Everybody ok? What is the status where you are?


----------



## MerlinAma (Oct 11, 2005)

francois said:


> Everybody ok? What is the status where you are?


Probably not surfing the Internet. 

We were on vacation about three weeks ago and went through Boulder on the way to Estes Park. First day of class at Colorado when we were in Boulder.

Very sad to see the devastation!


----------



## Mapei (Feb 3, 2004)

A buddy of mine lives in Evergreen, which is, of course, a ways from Ground Zero. I just traded emails with him. My email was the first time he'd heard the words 500 Year Flood. He said the sense of panic in his vicinity is near zero, though he did say there's no shortage of water in the area.


----------



## Rokh On (Oct 30, 2011)

Mapei said:


> A buddy of mine lives in Evergreen, which is, of course, a ways from Ground Zero. I just traded emails with him. My email was the first time he'd heard the words 500 Year Flood. He said the sense of panic in his vicinity is near zero, though he did say there's no shortage of water in the area.
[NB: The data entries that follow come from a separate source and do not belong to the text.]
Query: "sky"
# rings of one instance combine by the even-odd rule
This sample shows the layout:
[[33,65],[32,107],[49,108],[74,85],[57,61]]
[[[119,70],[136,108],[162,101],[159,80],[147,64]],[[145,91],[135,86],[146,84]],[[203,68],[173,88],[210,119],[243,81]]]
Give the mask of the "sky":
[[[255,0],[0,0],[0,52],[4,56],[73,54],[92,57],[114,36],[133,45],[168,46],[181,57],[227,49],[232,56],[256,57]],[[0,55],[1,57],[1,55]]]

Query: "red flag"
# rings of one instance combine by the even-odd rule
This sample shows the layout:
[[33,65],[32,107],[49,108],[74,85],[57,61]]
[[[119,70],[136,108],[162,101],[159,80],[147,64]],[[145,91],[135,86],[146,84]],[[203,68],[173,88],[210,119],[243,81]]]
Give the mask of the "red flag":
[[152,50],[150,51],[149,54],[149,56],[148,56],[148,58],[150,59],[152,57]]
Interesting response from your buddy. I'm guessing he hasn't watched any tv or ventured out of his house for the last few days. Actually if he lives west of Evergreen Pkwy and maybe only goes north he wouldn't see the flooding. The flooding is mostly in the "tourist" section of town

Send him this link:

Downtown Evergreen flooded; evacuations remain in Jeffco | KDVR.com


----------



## OldChipper (May 15, 2011)

Yeah, based on social media reports, the section of town below the Evergreen dam is pretty well flooded including sections of collapsed road and the Meyers Gulch bridge is washed out. Haven't heard about anything else in Bear Ck Canyon. The road in Coal Creek Canyon is totally gone in sections as are sections of road in Left Hand and St. Vrain Canyons and a bunch of roads/bridges out on the plains. Lots of roads in the western sections of Boulder and western suburbs are pretty heavily impacted. Further out on the plains, the South Platte River is flooded way out of its banks (10x wider than normal, 9' over flood stage). 

Peanuts compared to the loss of property and life, but cycling won't be the same around here for a long time. 

Statistical analysis by scientists at the Los Alamos National Lab estimate this as a 1300 year event.


----------